Die Geschichten über individuelle Kaffeepremieren klingen in unserer Runde ähnlich unangenehm. Warum fanden wir diese Getränke einst ungeniessbar? Wir rätseln.
Ein Baby will nur Süsses
Ernährungspsychologin Brigitte Jenni weiss eine einleuchtende Antwort: «Die Geschmacksnerven auf der Zunge sind bei einem Kind noch nicht fähig, bittere Lebensmittel als lecker wahrzunehmen.» Ein Säugling mag alleine Süsses. Die Muttermilch ist dank einem höheren Laktoseanteil deutlich süsser als Kuhmilch. Mit etwa vier Monaten schmeckt einem Kleinkind auch leicht salziges, später kommt sauer als Geschmacksrichtung dazu. Erst in der Pubertät entwickeln Heranwachsende einen Geschmack für Bitteres. «Deshalb kommen bittere Gemüse wie Chicorée, Kohl oder Spinat bei Kindern nicht gut an», erklärt Brigitte Jenni.

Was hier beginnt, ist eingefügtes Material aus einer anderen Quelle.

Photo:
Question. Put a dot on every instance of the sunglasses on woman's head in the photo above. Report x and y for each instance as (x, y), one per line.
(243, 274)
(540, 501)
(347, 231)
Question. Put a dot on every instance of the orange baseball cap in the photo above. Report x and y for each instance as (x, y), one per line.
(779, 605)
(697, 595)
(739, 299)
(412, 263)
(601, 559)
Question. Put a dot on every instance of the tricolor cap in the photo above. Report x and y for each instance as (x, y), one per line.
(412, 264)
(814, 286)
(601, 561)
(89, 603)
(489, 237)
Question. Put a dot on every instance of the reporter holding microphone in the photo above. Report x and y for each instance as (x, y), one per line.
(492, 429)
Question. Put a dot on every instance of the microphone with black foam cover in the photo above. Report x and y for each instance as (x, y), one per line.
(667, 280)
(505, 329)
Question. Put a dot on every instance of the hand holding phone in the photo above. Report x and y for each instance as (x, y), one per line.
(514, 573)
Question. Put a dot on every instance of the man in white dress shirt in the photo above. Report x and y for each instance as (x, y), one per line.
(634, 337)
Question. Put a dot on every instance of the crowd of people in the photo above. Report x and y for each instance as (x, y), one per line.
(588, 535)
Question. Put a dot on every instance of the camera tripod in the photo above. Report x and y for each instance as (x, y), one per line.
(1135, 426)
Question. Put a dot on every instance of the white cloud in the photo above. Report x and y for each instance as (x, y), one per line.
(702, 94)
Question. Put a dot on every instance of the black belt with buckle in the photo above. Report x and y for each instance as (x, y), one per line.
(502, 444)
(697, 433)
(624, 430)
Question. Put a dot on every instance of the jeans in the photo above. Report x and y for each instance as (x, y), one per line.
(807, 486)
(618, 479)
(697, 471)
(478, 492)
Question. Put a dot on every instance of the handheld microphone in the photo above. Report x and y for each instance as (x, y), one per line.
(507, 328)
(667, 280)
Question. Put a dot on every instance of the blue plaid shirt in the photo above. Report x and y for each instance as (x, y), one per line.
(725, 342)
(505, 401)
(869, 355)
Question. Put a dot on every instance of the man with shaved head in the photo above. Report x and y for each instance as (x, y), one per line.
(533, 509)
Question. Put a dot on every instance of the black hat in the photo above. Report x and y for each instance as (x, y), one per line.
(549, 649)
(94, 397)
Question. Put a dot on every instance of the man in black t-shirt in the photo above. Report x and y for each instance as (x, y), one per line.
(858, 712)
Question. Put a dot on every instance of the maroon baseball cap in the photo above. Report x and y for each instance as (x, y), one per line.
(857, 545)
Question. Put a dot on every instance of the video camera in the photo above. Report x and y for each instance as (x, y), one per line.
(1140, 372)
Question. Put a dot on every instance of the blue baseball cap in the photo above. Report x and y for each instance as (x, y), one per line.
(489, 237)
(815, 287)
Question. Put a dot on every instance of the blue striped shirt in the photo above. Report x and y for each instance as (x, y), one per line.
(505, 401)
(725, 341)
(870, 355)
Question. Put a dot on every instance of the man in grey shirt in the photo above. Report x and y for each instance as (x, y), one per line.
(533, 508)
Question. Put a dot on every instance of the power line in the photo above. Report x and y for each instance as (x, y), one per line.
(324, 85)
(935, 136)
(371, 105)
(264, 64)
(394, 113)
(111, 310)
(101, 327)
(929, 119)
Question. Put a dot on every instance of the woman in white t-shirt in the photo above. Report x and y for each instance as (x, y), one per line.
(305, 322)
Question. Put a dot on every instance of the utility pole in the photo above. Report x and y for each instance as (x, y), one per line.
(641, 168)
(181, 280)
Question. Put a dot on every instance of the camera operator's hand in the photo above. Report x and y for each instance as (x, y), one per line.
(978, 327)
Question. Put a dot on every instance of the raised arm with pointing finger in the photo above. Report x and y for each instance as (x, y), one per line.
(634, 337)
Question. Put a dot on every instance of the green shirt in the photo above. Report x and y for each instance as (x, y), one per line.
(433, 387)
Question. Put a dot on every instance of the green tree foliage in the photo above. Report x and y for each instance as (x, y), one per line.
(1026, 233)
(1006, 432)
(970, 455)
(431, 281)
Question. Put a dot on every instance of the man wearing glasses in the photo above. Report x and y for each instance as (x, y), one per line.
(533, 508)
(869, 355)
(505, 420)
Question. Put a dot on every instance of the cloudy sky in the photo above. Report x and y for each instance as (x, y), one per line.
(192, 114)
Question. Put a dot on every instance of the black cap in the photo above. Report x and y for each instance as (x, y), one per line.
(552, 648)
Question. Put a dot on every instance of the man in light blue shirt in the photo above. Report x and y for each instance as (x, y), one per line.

Die Vorliebe für Süsses ist nicht zufällig: «Vor allem Kohlenhydrate schmecken süss. Diese braucht das Baby, um zu wachsen», sagt Brigitte Jenni. Auch die Abneigung gegen Bitteres sei eine nützliche Reaktion des Körpers: «Einem Kind fehlen Enzyme und Katalysatoren, um Stoffe wie Alkohol oder Koffein zu verarbeiten.»
Dass der Nachwuchs trotzdem gerne einen Schluck Bier oder Kaffee aus dem Glas oder der Tasse der Eltern nascht, hat hingegen wenig mit dem Geschmack zu tun: «Als Kind will man das Verhalten der Eltern nachmachen», erklärt Brigitte Jenni.
Mit 15 Jahren können Heranwachsende schon besser beurteilen, ob sie etwas vertragen. «An den bitteren Geschmack», so Jenni, «muss man sich aber erst gewöhnen.» Pubertierende wenden sich von den Eltern ab und orientieren sich an Freunden oder anderen Vorbildern. Beispielsweise beginnen sie zu trinken, um zur Clique zu gehören. Beim Kaffee hingegen beginnt der regelmässige Konsum häufig in der Schule oder bei der Lehrstelle: «Vor einer Prüfung oder einer anderen Situation, die Konzentration verlangt, putscht man sich am Automaten auf», sagt Jenni. «Einige zeigen anderen so, dass dies den gewünschten Effekt haben kann.»